Va. 715, 760 S.E.2d 529 (2014) (setting forth that a “trial court enjoys broad discretion” in
conducting the balancing required under Rule 403).

       In his third assignment of error, petitioner challenges the sufficiency of the evidence to
support his first-degree murder conviction. Specifically, petitioner argues that no rational jury
could have found that he “was the shooter.” Petitioner contends that Mr. Hollins’s testimony was
“ludicrous and unbelievable,” and petitioner highlights his challenges to Mr. Hollins’s credibility
during trial. Petitioner also notes that gunshot residue can collect on a person without that person
having fired a gun, as testified to by a forensic scientist at petitioner’s trial.

        When challenging the sufficiency of the evidence to support a conviction, “[a]n appellate
court must review all the evidence, whether direct or circumstantial, in the light most favorable to
the prosecution and must credit all inferences and credibility assessments that the jury might have
drawn in favor of the prosecution.” Guthrie, 194 W. Va. at 663, 461 S.E.2d at 169, Syl. Pt. 3, in
part. “Credibility determinations are for a jury and not an appellate court,” id., so petitioner’s
challenges to Mr. Hollins’s credibility are made in vain. Rather, “a jury verdict should be set aside
only when the record contains no evidence, regardless of how it is weighed, from which the jury
could find guilt beyond a reasonable doubt.” Id. Viewed in the light most favorable to the
prosecution and crediting it with all inferences that the jury might have drawn, the evidence
showed that petitioner retrieved Mr. Hollins’s gun, loaded it, racked it, pointed it at the victim, and
fired the lethal shot. Indeed, petitioner was covered in gunshot residue, and the casings and bullet
fragments found at the scene were matched to the gun petitioner was holding. Further, that gun
was found wrapped in a bandana bearing petitioner’s DNA in or near Mr. Hollins’s backyard,
which is where Mr. Hollins observed petitioner walking after the victim was shot. Accordingly, it
cannot be said that the record contains no evidence from which the jury could have found that
petitioner willfully, deliberately, and premeditatedly killed the victim, so we find no merit to this

                                                  4
assignment of error.5 See W. Va. Code § 61-2-1 (“Murder . . . by any willful, deliberate and
premediated killing . . . is murder of the first degree.”).

       For the foregoing reasons, we affirm.

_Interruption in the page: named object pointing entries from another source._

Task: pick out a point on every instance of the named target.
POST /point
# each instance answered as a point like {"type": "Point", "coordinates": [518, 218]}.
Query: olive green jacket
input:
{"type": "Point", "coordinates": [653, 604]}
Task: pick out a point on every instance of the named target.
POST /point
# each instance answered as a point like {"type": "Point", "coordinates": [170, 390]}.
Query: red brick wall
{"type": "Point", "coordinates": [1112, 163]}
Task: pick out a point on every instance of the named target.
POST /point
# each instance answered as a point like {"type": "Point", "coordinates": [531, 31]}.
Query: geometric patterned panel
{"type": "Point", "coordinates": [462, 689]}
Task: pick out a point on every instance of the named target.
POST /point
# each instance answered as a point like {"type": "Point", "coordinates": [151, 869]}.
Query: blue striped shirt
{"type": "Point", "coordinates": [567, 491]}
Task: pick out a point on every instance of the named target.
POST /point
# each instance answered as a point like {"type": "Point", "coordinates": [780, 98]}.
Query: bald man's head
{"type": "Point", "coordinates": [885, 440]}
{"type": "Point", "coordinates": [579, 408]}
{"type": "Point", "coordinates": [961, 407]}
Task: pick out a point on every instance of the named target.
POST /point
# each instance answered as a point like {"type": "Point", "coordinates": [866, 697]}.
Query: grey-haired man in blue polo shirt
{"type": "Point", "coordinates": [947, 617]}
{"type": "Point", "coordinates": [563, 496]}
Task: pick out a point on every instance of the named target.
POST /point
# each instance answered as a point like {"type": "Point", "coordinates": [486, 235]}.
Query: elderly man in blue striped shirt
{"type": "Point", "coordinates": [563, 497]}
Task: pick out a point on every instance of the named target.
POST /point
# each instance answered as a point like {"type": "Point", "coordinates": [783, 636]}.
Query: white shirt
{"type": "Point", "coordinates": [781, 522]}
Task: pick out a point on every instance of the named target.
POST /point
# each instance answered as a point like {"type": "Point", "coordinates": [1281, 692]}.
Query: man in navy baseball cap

                                                                                            Affirmed.

ISSUED: June 13, 2023

CONCURRED IN BY:

Chief Justice Elizabeth D. Walker
Justice Tim Armstead
Justice John A. Hutchison
Justice William R. Wooton
Justice C. Haley Bunn

       5
          In a final assignment of error, petitioner claims that the court erred in failing to instruct
the jury on the lesser included offenses of first-degree murder, but, in support, he offers only the
theory that the victim “could have pulled his gun on” petitioner, as “no one kn[ows] what
happened” when Mr. Hollins stepped away from the window before the shots were fired. Because
“[i]nstructions must be based upon the evidence”—not theories—“and an instruction which is not
supported by evidence should not be given,” Syl. Pt., State v. Collins, 154 W. Va. 771, 180 S.E.2d
54 (1971), the court did not abuse its discretion in refusing to give the requested instructions. See
Syl. Pt. 1, State v. Hinkle, 200 W. Va. 280, 489 S.E.2d 257 (1996).